I am a single mom of two beautiful girls…Mo & Mal. My
girls are with me every waking moment except the when they’re at school and I’m
at work, and the occasional visit to Grandma’s or Auntie’s house. Mo & Mal
are by far the most important people in my life and I love them more than words
can express. As a single mom, I suffer from what I call “single mom pride.” It’s this unreasonable expectation that pretty
much says: as the head of my household, I am responsible for everything that
makes a home function; I've gotta climb on chairs or step-stools to change light
bulbs, I take the garbage out, I pay all the bills without any financial
support beyond the monthly paycheck I earn, I pay my girls’ private school
tuition, I fix things when they break, heck, I've even changed an electrical
outlet-all these things I must do on my own without asking for help. If I have to ask for help, it shows a sign of weakness, and how dare I allow anyone to see me weak and vulnerable.
I work so hard to fulfill both parenting roles (which by the
way is impossible) that I tend overcompensate in some areas and unwittingly
neglect others. More often than not, I run on fumes and Monster energy drinks.
When I don’t have time or energy to do things I want to do with my children or
have quality me time, I get mad (but, I won’t get into that…perhaps a future blog
post). I also get lonely.
This past weekend, I felt especially lonely. I got pretty sick.
I stayed in bed for three days, only getting up to take the girls to school and
feed them. My house didn't get cleaned, I don’t remember cooking, I didn't go
to work. My mom and sister tried to talk me into going to the doctor, but being
the stubborn woman I am, I shrugged off their suggestions and convinced myself that I was fine.
Turns out, I was wrong. Kind of.
One reason I didn't want to go to the doctor was
because of my girls. I worried that if I went to the doctor, they’d find
something wrong and keep me there. If I was held at the hospital, where would
my girls go, who would take care of them for me? Who would make sure Mal gets
takes her medicine? Who will give my girls their hugs and kisses? Who would remind Mo to lotion up and sign her daily agenda?

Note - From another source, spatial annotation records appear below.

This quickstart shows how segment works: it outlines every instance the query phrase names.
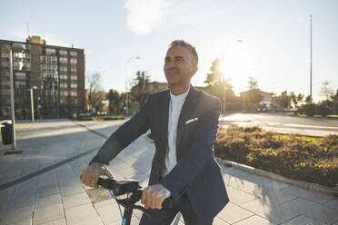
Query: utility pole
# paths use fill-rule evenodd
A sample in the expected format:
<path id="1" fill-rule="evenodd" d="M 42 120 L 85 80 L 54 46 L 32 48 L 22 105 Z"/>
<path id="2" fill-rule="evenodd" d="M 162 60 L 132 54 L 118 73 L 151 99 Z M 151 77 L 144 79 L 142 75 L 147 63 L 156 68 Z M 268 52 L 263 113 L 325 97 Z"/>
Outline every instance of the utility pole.
<path id="1" fill-rule="evenodd" d="M 313 15 L 310 15 L 310 97 L 313 98 Z"/>

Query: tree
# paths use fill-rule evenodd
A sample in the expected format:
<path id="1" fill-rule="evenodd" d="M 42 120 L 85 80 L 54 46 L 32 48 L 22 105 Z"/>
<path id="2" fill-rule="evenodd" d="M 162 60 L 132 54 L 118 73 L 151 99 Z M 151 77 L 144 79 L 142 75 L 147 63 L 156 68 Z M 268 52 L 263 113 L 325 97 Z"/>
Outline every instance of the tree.
<path id="1" fill-rule="evenodd" d="M 294 95 L 294 93 L 293 93 Z M 273 102 L 281 108 L 289 108 L 292 101 L 292 96 L 287 94 L 287 91 L 283 91 L 280 95 L 273 97 Z"/>
<path id="2" fill-rule="evenodd" d="M 302 103 L 303 98 L 304 98 L 304 95 L 303 94 L 298 93 L 298 95 L 297 95 L 297 102 L 298 103 Z"/>
<path id="3" fill-rule="evenodd" d="M 258 82 L 254 77 L 249 76 L 249 90 L 257 89 Z"/>
<path id="4" fill-rule="evenodd" d="M 330 87 L 331 83 L 331 81 L 323 81 L 322 83 L 320 93 L 322 96 L 325 97 L 326 100 L 334 93 L 333 90 Z"/>
<path id="5" fill-rule="evenodd" d="M 148 88 L 150 79 L 149 76 L 145 74 L 145 71 L 137 71 L 136 77 L 134 81 L 134 84 L 131 90 L 131 97 L 133 101 L 137 102 L 140 107 L 142 107 L 150 94 Z"/>
<path id="6" fill-rule="evenodd" d="M 124 106 L 124 93 L 119 93 L 117 91 L 110 89 L 106 94 L 109 101 L 109 111 L 114 114 L 120 114 Z"/>
<path id="7" fill-rule="evenodd" d="M 307 95 L 306 98 L 305 98 L 305 103 L 306 104 L 310 104 L 313 103 L 313 97 L 311 97 L 311 95 Z"/>
<path id="8" fill-rule="evenodd" d="M 101 74 L 97 72 L 87 75 L 87 86 L 88 86 L 88 102 L 89 107 L 95 111 L 101 111 L 103 107 L 102 101 L 104 100 L 105 94 L 102 88 Z"/>

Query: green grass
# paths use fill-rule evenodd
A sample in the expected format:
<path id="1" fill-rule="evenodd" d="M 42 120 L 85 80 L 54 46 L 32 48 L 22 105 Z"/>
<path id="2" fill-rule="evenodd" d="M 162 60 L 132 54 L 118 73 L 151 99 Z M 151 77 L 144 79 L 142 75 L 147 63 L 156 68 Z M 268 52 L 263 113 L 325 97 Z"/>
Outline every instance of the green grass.
<path id="1" fill-rule="evenodd" d="M 114 121 L 114 120 L 124 120 L 125 118 L 121 115 L 117 116 L 79 116 L 78 121 Z"/>
<path id="2" fill-rule="evenodd" d="M 338 183 L 338 135 L 315 138 L 232 125 L 219 129 L 214 152 L 291 179 L 332 188 Z"/>

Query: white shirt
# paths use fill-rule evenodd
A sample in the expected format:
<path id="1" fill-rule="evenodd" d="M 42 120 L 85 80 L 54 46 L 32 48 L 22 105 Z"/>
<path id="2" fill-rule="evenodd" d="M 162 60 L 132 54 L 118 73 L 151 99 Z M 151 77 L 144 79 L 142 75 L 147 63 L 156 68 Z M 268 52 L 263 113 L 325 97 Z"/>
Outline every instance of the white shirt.
<path id="1" fill-rule="evenodd" d="M 184 105 L 188 91 L 174 95 L 170 92 L 169 117 L 168 117 L 168 146 L 165 153 L 163 176 L 168 174 L 177 163 L 176 158 L 176 137 L 178 119 L 180 118 L 182 106 Z"/>

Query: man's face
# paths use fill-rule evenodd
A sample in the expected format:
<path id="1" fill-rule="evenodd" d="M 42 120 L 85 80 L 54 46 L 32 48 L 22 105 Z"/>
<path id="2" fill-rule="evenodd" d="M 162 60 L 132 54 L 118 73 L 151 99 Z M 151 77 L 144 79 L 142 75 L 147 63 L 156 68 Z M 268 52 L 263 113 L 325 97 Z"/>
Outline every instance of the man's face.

Who will feed them healthy meals? Mo's almost out of clean uniforms and Mal is low on clean undies...who will do their laundry? All
those I’m-so-alone-there’s-no-one-here-to-help-me
worries.
Turns out, I worried for nothing. When I needed help, help
came flooding in. Coworkers’ made sure I got to the doctor. My Mom and
Bro-in-Law drove about 50 miles to pick my girls up from school, pick me up
from the doctor’s office (Mom even got out of the front sit to let me sit there,
while she tolerated being in the crammed in the backseat with the girls),
picked up my car (which Mom drove my because she didn't think I was in any condition
to drive). When we arrived home, I uncomfortably watched my Mom and Bro tidy up
around my messy house. Bro played with the girls and Mom packed Mal’s bag and
took her home with her for a few days to give me time to rest (and probably to
give me and Mom bonding time).
I’m not alone. There are people in my life that
will do just about anything to help me out. Even when I feel help is far away,
I know my people will do what they can to help when I’m in need. I hope they
know I’d do the same for them in heartbeat.